I don’t quite know what I was expecting when I started this book, but what I got was a complicated and well-developed space epic, with tangled politics that extended across planets and dragged characters from across cultures together in ways I could never have predicted. I think this is the kind of book where I’ll read it again and find more and more things I missed. Every time I was absolutely certain I knew what was happening next, Linden pulled the rug out from under my feet and then tipped me down the stairs for good measure. I had no idea what was going to happen, and I loved that. It made for constant surprises, and meant that every single twist swept me away until I was so deep in the story I couldn’t shake it from my bones.

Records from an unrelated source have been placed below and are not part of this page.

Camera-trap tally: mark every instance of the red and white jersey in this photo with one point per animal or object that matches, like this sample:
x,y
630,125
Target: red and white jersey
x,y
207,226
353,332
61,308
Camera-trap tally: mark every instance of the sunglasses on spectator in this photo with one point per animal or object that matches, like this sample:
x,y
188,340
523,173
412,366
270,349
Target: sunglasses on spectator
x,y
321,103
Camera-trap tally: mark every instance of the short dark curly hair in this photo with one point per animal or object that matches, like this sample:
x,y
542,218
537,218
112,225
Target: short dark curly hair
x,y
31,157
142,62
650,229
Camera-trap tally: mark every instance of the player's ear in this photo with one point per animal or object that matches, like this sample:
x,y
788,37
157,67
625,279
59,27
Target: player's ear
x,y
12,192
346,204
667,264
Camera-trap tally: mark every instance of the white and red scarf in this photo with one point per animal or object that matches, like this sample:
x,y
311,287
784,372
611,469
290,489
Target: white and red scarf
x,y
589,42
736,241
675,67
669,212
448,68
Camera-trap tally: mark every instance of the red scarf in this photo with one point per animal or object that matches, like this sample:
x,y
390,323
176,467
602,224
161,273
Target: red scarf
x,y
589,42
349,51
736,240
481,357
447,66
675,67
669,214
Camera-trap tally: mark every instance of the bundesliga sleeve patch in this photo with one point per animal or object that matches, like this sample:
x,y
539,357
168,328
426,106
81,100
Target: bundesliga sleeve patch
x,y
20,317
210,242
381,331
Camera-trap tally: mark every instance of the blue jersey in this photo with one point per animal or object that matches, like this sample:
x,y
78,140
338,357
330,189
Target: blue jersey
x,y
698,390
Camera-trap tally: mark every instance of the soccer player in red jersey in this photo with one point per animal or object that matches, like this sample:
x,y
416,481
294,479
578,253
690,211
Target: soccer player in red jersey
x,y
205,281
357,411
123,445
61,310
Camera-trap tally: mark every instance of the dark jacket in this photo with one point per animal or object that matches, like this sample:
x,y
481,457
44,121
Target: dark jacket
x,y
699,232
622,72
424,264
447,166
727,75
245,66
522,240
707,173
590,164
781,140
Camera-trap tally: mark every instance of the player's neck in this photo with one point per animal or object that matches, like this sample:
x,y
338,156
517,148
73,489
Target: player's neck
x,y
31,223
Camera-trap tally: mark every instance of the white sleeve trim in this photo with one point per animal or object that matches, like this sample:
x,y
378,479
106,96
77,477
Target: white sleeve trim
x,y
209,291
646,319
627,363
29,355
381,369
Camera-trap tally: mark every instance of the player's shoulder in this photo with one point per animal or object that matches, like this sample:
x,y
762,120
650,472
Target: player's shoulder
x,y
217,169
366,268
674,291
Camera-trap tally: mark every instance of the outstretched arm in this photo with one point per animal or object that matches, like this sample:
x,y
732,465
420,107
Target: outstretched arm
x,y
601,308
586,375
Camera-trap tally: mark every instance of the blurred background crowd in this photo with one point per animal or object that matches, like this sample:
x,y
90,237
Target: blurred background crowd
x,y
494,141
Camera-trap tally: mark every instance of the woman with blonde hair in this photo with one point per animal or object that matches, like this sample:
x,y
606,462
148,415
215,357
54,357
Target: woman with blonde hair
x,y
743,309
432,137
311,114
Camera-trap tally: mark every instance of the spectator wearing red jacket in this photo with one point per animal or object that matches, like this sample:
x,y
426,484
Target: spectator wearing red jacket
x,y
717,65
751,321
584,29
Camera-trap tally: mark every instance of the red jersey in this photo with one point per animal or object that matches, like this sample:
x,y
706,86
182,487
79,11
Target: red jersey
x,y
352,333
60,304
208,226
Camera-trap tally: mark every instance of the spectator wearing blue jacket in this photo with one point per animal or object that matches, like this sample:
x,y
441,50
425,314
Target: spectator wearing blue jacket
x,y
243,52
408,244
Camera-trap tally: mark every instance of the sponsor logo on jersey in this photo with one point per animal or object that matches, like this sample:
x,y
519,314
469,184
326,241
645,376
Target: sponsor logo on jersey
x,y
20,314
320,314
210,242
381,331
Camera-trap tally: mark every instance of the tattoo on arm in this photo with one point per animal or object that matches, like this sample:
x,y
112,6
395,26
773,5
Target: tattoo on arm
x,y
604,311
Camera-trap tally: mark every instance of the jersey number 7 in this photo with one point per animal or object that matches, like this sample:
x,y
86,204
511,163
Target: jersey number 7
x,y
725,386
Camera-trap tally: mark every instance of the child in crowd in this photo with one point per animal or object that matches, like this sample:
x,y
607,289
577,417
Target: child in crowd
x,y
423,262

There’s so much rep going on in this book that I honestly can’t remember it all. First Sister is white, Lito is Italian and Spanish, Hiro and Saito Ren have Japanese ancestry and no attempt is made to westernise those cultures or languages. The main characters include non-binary, bisexual and pansexual rep and all kinds of LGBT+ characters and relationships are scattered casually throughout, and there’s also what I swear is a QPR between Lito and Hiro, two soldiers who have a unique bond that’s made them closer than close friends. Diversity leaps out of this book, but doesn’t feel forced. I absolutely love the relationships in this book, and I’m honestly really glad that it’s plot-first and not romance-first because the plot of this book is so complex and interesting that it deserves all the page-time. Despite my very fierce desire for Lito, Hiro and First Sister to retire to a space farm somewhere and live happily ever after, this book doesn’t lean on HEA at all. The book ends on a solid, hopeful note, but I know things are going to be absolutely terrible throughout book 2 and 3 and while I’m dreading it I’m also looking forward to having my heart ripped out over it.